Complete Workflow Examples

Generate Narration for a Video

python

import videodb

conn = videodb.connect()
coll = conn.get_collection()
video = coll.get_video("your-video-id")

# Get transcript
transcript_text = video.get_transcript_text()

# Generate narration script using collection LLM
result = coll.generate_text(
    prompt=(
        f"Write a professional narration script for this video content:\n"
        f"{transcript_text[:2000]}"
    ),
    model_name="pro",
)
script = result["output"]

# Convert script to speech
narration = coll.generate_voice(text=script)
print(f"Narration audio: {narration.id}")

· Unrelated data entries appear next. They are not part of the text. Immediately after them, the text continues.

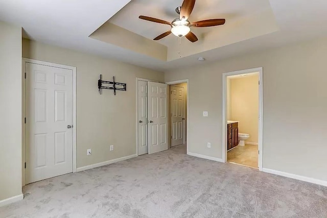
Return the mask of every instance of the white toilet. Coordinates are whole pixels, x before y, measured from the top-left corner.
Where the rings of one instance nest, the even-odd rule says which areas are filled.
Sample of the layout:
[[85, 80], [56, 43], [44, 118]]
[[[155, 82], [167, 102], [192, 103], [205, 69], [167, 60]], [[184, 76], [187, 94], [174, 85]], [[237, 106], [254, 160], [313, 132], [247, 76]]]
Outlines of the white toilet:
[[244, 146], [245, 145], [245, 143], [244, 141], [250, 137], [250, 135], [246, 133], [241, 133], [240, 132], [239, 133], [239, 140], [240, 140], [240, 142], [239, 142], [239, 146]]

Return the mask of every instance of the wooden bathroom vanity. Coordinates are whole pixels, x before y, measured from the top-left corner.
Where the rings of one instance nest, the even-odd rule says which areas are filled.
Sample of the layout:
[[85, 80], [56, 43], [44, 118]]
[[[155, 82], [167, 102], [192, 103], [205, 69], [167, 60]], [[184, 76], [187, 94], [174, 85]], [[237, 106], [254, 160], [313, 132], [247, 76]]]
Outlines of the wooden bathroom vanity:
[[239, 144], [239, 122], [228, 120], [227, 129], [227, 150], [228, 151]]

Generate Thumbnail from Prompt

python

thumbnail = coll.generate_image(
    prompt="professional video thumbnail showing data analytics dashboard, modern design",
    aspect_ratio="16:9",
)
print(f"Thumbnail URL: {thumbnail.generate_url()}")

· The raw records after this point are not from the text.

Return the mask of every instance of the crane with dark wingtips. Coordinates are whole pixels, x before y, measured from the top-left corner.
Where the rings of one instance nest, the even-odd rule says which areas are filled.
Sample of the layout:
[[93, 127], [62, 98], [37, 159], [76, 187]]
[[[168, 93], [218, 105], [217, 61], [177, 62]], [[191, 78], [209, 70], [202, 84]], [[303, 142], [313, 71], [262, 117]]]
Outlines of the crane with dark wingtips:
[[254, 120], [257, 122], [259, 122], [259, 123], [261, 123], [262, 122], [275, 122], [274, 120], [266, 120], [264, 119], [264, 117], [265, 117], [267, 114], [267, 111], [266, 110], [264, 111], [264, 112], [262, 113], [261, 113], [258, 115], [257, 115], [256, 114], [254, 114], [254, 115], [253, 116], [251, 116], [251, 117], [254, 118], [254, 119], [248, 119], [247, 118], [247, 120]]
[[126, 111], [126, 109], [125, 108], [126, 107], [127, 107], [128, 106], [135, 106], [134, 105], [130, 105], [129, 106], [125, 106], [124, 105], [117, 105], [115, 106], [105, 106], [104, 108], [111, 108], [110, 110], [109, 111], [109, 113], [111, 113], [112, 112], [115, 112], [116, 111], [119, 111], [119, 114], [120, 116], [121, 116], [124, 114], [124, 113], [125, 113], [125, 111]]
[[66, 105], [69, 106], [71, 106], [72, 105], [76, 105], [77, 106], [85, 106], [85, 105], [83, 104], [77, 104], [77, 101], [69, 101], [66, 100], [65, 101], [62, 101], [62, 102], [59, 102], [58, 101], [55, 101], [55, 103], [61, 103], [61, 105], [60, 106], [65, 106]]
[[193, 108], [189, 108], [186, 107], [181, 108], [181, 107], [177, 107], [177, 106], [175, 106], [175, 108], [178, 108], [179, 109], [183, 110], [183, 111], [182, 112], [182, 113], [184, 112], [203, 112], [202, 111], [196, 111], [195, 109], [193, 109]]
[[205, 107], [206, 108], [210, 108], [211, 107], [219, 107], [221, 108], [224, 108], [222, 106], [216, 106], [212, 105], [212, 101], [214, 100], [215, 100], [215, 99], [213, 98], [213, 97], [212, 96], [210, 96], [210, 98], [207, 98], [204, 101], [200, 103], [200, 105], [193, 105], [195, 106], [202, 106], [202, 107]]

Add Generated Music to Video

python

import videodb
from videodb.timeline import Timeline
from videodb.asset import VideoAsset, AudioAsset

conn = videodb.connect()
coll = conn.get_collection()
video = coll.get_video("your-video-id")

# Generate background music
music = coll.generate_music(
    prompt="calm ambient background music for a tutorial video",
    duration=60,
)

# Build timeline with video + music overlay
timeline = Timeline(conn)
timeline.add_inline(VideoAsset(asset_id=video.id))
timeline.add_overlay(0, AudioAsset(asset_id=music.id, disable_other_tracks=False))

stream_url = timeline.generate_stream()
print(f"Video with music: {stream_url}")

Structured JSON Output

python

transcript_text = video.get_transcript_text()

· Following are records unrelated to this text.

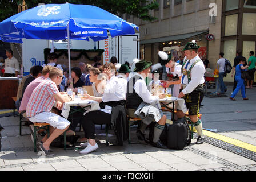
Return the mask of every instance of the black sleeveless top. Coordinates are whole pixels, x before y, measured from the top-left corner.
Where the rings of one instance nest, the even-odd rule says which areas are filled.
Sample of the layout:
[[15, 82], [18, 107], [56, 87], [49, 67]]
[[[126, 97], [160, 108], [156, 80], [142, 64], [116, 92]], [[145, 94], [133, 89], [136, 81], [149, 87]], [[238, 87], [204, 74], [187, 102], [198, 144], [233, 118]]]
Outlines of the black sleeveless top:
[[127, 109], [137, 109], [143, 100], [139, 96], [133, 88], [136, 81], [141, 79], [138, 75], [134, 75], [128, 81], [126, 92], [126, 107]]

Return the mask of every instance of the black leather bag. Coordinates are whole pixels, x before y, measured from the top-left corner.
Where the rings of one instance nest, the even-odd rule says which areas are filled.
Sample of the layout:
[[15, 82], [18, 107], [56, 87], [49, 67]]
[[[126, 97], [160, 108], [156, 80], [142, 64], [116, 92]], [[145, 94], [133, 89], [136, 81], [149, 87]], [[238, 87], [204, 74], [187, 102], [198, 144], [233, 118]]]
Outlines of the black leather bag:
[[250, 76], [249, 72], [241, 69], [241, 78], [245, 80], [249, 80]]
[[183, 150], [191, 143], [191, 131], [185, 118], [179, 119], [169, 126], [167, 146], [169, 148]]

result = coll.generate_text(
    prompt=(
        f"Given this transcript:\n{transcript_text}\n\n"
        "Return a JSON object with keys: summary, topics (array), action_items (array)."
    ),
    model_name="pro",
    response_type="json",
)

# result["output"] is a dict when response_type="json"
print(result["output"]["summary"])
print(result["output"]["topics"])

Tips

Generated media is persistent: All generated content is stored in your collection and can be reused.
Three audio methods: Use generate_music() for background music, generate_sound_effect() for SFX, and generate_voice() for text-to-speech. There is no unified generate_audio() method.
Text generation is collection-level: coll.generate_text() does not have access to video content automatically. Fetch the transcript with video.get_transcript_text() and pass it in the prompt.
Model tiers: "basic" is fastest, "pro" is balanced, "ultra" is highest quality. Use "pro" for most analysis tasks.
Combine generation types: Generate images for overlays, music for backgrounds, and voice for narration, then compose using timelines (see editor.md).
Prompt quality matters: Descriptive, specific prompts produce better results across all generation types.
Aspect ratios for images: Choose from "1:1", "9:16", "16:9", "4:3", or "3:4".